The style of the play is Naturalistic. Naturalism refers to theatre that tries to create a perfect illusion of reality by use of a range of dramatic and theatrical strategies. It is an association in European drama and theatre that developed during the late 19th and early 20th centuries. The genre of the play is Black Comedy, since it deals with the issue of death is a comedic way.
It is clearly set in the 1950s because of the style of clothing, particularly from Mrs Wilberforce and the furnishings of her house. The Major is also said to be ‘a war hero’ and therefore it can’t have been too far after WWII, in the 1930s.
The higgledy-piggledy house interior, created by set designer Michael Taylor, is fantastic and a priceless addition to the play. It is complete with a revolve, one side showing the interior of Mrs Wilberforce’s house- the kitchen, dining area and the bedroom rented out to Professor Marcus- and the other side showing the exterior of the house, where the scene depicting the robbery also takes place.
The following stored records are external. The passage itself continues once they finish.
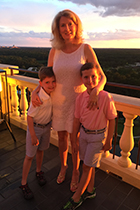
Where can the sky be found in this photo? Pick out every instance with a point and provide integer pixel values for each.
(106, 23)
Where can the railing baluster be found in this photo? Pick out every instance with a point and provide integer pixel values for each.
(115, 134)
(137, 162)
(23, 103)
(127, 141)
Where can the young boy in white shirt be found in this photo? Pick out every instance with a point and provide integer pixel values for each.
(93, 140)
(38, 130)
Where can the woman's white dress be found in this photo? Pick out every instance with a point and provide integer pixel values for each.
(66, 67)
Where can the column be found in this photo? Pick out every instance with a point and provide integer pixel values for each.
(127, 141)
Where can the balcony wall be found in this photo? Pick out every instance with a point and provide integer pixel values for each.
(121, 166)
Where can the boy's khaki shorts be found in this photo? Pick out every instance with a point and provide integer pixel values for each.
(43, 135)
(90, 148)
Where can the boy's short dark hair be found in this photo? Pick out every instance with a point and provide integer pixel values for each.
(44, 72)
(87, 66)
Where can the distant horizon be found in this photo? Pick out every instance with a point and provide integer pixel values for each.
(51, 47)
(106, 24)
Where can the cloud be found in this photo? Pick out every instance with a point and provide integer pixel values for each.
(30, 34)
(113, 7)
(116, 35)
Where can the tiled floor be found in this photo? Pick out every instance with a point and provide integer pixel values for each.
(112, 193)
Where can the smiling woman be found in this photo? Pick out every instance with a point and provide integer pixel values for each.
(67, 55)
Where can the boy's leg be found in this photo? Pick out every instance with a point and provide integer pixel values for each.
(84, 181)
(63, 152)
(75, 172)
(40, 174)
(91, 182)
(39, 160)
(26, 168)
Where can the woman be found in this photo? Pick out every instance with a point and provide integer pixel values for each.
(67, 55)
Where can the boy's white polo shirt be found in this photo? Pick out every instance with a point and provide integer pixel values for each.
(43, 113)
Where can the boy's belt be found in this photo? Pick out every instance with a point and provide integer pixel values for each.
(94, 131)
(41, 125)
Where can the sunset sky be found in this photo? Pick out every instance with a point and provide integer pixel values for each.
(106, 23)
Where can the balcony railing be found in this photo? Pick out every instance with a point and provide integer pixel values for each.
(121, 166)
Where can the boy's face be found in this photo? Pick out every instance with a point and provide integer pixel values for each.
(48, 84)
(90, 78)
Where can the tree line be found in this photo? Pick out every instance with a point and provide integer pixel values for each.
(119, 65)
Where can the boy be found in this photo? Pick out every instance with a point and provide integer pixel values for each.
(92, 126)
(38, 130)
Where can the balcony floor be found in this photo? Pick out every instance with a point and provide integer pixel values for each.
(112, 192)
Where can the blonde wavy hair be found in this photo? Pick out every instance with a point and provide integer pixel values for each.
(57, 41)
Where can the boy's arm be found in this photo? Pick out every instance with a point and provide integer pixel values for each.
(74, 135)
(34, 139)
(108, 144)
(35, 98)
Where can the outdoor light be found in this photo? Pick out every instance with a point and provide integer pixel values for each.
(3, 120)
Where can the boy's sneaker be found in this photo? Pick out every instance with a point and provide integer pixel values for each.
(71, 205)
(41, 179)
(87, 194)
(27, 193)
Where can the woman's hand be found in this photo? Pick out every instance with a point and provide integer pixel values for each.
(93, 99)
(35, 99)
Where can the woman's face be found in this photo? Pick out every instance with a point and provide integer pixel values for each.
(67, 28)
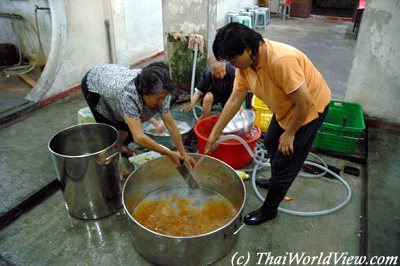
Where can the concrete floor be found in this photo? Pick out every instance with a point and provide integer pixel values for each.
(367, 225)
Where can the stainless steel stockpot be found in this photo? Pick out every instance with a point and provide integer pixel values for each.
(160, 249)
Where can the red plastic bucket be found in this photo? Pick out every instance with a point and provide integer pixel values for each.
(229, 151)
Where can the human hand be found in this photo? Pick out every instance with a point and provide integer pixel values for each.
(187, 108)
(160, 128)
(286, 141)
(189, 161)
(210, 145)
(175, 157)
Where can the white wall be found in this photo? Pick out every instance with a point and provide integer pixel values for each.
(374, 78)
(80, 39)
(225, 6)
(138, 29)
(26, 28)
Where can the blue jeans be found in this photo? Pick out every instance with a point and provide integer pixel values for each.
(284, 169)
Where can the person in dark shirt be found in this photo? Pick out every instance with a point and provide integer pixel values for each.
(215, 85)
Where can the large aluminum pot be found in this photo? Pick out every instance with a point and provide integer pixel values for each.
(203, 249)
(166, 140)
(86, 160)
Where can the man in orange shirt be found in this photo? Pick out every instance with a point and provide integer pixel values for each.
(287, 81)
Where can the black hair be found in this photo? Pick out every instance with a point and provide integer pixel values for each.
(233, 38)
(154, 78)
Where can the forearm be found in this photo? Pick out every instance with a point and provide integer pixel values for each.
(230, 109)
(195, 98)
(173, 132)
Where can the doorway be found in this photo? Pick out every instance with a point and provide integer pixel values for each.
(334, 8)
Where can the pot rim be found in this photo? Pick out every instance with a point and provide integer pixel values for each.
(84, 155)
(195, 236)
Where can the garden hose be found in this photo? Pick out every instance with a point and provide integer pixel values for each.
(260, 159)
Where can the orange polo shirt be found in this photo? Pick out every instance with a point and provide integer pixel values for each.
(281, 70)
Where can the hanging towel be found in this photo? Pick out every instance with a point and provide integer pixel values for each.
(196, 39)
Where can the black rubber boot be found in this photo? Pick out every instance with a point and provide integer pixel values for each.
(269, 209)
(262, 182)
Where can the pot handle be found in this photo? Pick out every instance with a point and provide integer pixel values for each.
(108, 159)
(235, 232)
(240, 228)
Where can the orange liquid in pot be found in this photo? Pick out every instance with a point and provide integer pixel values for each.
(181, 216)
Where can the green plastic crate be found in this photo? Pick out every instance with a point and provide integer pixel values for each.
(342, 128)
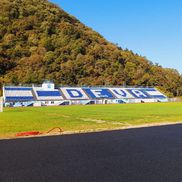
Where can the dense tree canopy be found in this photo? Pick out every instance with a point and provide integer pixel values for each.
(38, 41)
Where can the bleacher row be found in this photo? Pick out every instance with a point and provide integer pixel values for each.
(24, 94)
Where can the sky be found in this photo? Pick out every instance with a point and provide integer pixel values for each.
(151, 28)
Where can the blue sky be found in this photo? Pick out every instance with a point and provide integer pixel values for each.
(151, 28)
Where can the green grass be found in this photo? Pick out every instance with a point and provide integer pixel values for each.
(94, 117)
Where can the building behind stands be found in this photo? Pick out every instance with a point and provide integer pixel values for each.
(49, 95)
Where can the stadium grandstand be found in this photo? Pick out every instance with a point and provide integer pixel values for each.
(49, 95)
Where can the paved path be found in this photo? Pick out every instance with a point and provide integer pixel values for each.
(136, 155)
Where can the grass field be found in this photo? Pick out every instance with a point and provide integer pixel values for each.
(85, 118)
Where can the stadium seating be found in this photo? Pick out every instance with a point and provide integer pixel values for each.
(27, 96)
(47, 95)
(20, 94)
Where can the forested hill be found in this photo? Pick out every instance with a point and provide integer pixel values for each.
(38, 41)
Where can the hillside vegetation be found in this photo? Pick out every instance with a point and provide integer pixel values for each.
(38, 41)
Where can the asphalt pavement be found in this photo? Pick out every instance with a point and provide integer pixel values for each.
(135, 155)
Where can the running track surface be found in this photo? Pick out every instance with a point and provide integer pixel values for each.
(136, 155)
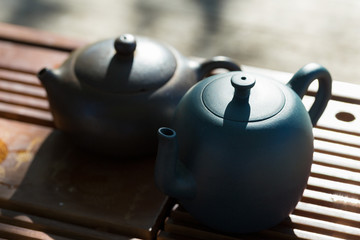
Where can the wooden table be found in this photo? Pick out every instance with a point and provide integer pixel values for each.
(51, 190)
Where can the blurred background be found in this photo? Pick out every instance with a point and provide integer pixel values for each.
(281, 35)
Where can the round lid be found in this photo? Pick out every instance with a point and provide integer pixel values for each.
(125, 65)
(242, 98)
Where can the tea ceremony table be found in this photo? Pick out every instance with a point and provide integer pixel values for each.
(51, 190)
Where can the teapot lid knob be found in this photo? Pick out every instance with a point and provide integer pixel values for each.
(242, 83)
(125, 44)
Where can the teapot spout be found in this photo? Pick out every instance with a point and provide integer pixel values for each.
(171, 175)
(47, 76)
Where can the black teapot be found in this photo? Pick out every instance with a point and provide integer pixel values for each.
(240, 149)
(112, 95)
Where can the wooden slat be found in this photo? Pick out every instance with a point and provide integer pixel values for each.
(332, 200)
(337, 149)
(25, 114)
(24, 101)
(34, 37)
(19, 77)
(45, 227)
(24, 90)
(28, 59)
(336, 161)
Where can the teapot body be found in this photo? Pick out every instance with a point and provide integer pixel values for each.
(112, 101)
(249, 175)
(239, 151)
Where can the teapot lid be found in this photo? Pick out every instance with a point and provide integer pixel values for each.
(238, 96)
(125, 65)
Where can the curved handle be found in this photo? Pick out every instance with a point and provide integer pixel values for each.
(217, 62)
(301, 81)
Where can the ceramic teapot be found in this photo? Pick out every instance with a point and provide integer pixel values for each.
(111, 96)
(240, 149)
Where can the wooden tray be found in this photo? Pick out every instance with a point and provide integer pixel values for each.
(51, 190)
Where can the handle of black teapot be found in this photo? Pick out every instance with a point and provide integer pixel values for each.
(218, 62)
(301, 81)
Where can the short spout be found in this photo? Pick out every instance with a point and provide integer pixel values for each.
(171, 176)
(47, 76)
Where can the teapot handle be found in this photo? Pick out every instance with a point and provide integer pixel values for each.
(301, 81)
(209, 65)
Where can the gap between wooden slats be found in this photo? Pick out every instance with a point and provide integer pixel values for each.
(332, 200)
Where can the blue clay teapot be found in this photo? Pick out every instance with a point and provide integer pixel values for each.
(111, 96)
(240, 149)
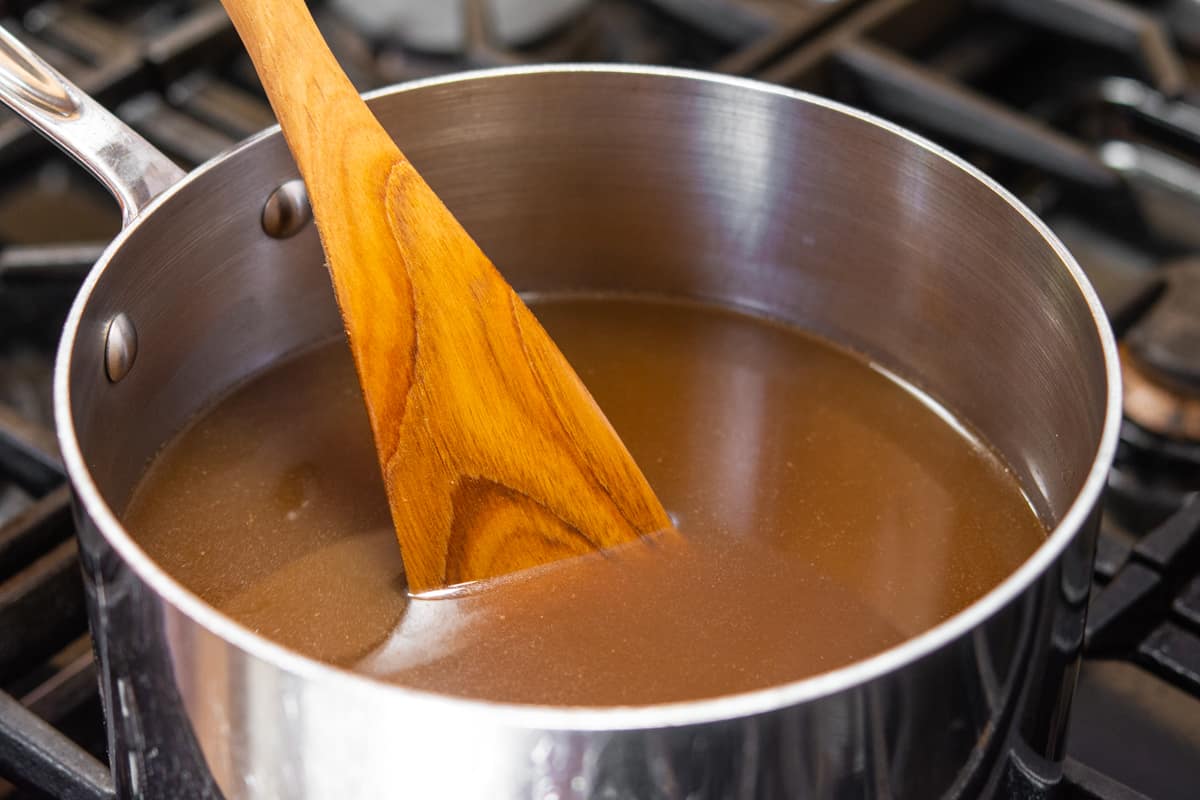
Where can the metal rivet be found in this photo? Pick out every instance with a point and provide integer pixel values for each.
(120, 347)
(287, 211)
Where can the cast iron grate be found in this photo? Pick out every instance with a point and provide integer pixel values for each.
(1081, 107)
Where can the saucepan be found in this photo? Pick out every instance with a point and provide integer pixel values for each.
(589, 179)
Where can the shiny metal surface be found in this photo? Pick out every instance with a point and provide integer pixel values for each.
(120, 158)
(287, 211)
(120, 347)
(636, 180)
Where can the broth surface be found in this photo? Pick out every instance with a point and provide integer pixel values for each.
(827, 513)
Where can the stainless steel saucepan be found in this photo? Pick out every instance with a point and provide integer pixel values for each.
(609, 179)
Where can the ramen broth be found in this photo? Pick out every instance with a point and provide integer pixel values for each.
(827, 511)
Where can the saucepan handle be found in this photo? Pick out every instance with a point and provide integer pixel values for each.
(132, 169)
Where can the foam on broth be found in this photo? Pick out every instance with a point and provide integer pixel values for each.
(827, 513)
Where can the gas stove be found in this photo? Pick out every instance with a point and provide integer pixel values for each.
(1087, 109)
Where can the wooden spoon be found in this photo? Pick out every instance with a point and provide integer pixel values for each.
(495, 456)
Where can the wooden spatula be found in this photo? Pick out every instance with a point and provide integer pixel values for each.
(495, 456)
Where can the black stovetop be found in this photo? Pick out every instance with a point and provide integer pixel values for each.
(1087, 109)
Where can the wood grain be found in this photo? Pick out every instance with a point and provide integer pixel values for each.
(495, 456)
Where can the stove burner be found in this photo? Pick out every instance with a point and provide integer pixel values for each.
(1155, 404)
(1167, 341)
(443, 28)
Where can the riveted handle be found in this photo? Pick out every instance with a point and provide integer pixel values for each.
(129, 166)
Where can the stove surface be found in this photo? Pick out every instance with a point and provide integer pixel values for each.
(1087, 109)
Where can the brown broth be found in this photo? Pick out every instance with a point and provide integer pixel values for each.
(827, 513)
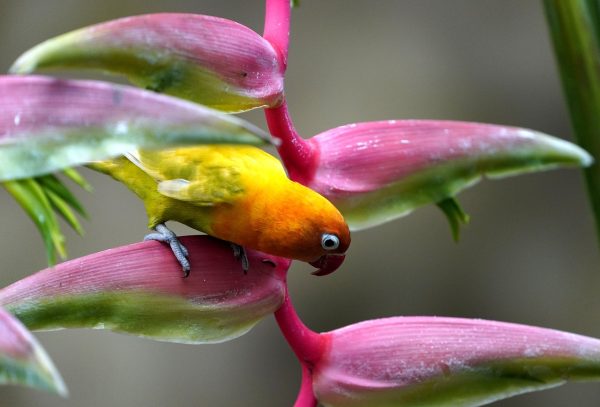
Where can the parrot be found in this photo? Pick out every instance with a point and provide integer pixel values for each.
(240, 194)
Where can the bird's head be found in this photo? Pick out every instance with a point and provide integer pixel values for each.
(319, 234)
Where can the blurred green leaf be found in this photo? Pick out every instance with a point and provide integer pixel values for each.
(575, 30)
(455, 214)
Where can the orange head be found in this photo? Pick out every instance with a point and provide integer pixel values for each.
(283, 218)
(299, 223)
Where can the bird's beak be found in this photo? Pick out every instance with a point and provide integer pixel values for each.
(327, 264)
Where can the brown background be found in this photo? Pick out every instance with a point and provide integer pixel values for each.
(529, 255)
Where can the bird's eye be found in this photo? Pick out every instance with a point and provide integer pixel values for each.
(329, 241)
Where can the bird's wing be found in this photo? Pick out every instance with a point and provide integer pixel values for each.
(202, 176)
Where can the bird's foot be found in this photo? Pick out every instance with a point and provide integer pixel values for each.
(240, 254)
(164, 234)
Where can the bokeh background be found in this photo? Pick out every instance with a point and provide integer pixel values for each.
(529, 255)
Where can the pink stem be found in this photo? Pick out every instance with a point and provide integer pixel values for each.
(277, 27)
(306, 344)
(306, 396)
(297, 154)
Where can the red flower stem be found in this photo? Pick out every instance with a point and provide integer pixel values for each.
(306, 344)
(277, 27)
(297, 154)
(306, 397)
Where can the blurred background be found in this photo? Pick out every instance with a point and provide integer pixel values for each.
(529, 255)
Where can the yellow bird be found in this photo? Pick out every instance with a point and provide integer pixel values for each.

My two favourite characters in the play had to be Louis and Harry. Louis was ‘the temperamental one’, a bit of a psychopath, but a hilarious character nonetheless. He was shown pacing back and forth a lot, his mouth was often pursed or set in a thin line, and his Romanian accent sounded harsh. When put together, Con O’Neill does a wonderful job of communicating the role. The light-fingered Harry was a stereotypical spiv, a petty criminal dealing in the black market. His cockney accent and constant jumpy behaviour made him the one the audience looked to for comedy. My favourite moment of his had to be the ongoing gag with his cleaning obsession after taking one of his many pills. There are many priceless moments though, for example, a sublime moment when the gang, who are posing as a string quintet, are all discovered squeezed like sardines in a tiny under-stairs cupboard. They also find themselves forced to play for Mrs Wilberforce and her friends, passing the resulting cacophony off as avant-garde music. “Being fooled by art is one of the primary pleasures afforded to the middle classes,” asserts the gang leader Professor Marcus.
In conclusion, the production was a successful one due to the remarkable acting of every character, the small ticks that told them apart from each other, the voices and accents of each actor, as well as the impeccable set.